「市が取り上げて展示するなんて」

「私が見るだけではもったいない!」として別府市役所の正面玄関に飾った長野市長(長野市長の公式インスタグラムよ)
「私が見るだけではもったいない!」として別府市役所の正面玄関に飾った長野市長(長野市長の公式インスタグラムよ)
【写真】「市が取り上げるなんて」物議となった大谷グローブと別府市の市長

「小学校に届けられたはずのグローブを、市が取り上げて展示するなんて、卒業が迫っている小学6年生や学校をないがしろにしているといった、いくつかの意見が寄せられました。ただ、市長はそれらの意見が、複数のアカウントを使った同一人物によるものだと指摘して、さらに“法的措置を取る”とまで匂わせました。ネット上では市長の言動に“やりすぎでは”といった賛否の声があがっています」

 その後、市長はSNSのアカウントを非公開に。展示の経緯や法的措置はどうなったのか。そこで市役所に問い合わせて、市長本人に聞いた。

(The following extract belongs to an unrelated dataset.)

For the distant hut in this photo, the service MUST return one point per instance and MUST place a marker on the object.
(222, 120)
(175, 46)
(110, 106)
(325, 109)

「グローブは、別府市の教育委員会宛で、市役所に届きました。展示は私の提案で、教育委員会と協議した末に決定しています。1月29日まで展示することを市内すべての小学校に通知した後、反対の意見などがなかったので、現在も展示しています」

 つまり、ずっと展示し続けるわけではなく、あらかじめ展示期間を設けていたという。

「毎月30日に、市内の小中学校の校長先生を集めた定例会があり、そこでグローブを渡す予定です。一般の方からも実物のグローブをひと目でも見たいといった意見が多くありましたので、渡すまで箱に入れたままにしておくこともないと思いまして、展示することにしました」

 ただ、市民の意見に“法的措置”とは、やりすぎといった声もあるが……。

「実は以前から、あるアカウントから迷惑行為を受けていました。それについて、どういった措置を取るか顧問弁護士と話し合っています。なので、大谷選手のグローブの件がきっかけではありません。

 グローブを楽しみにしている子どもたちに早く届けたいという気持ちもあるので、展示期間の短縮を検討しています」

 大谷の活躍は、野球以外でも話題の争奪戦を繰り広げる。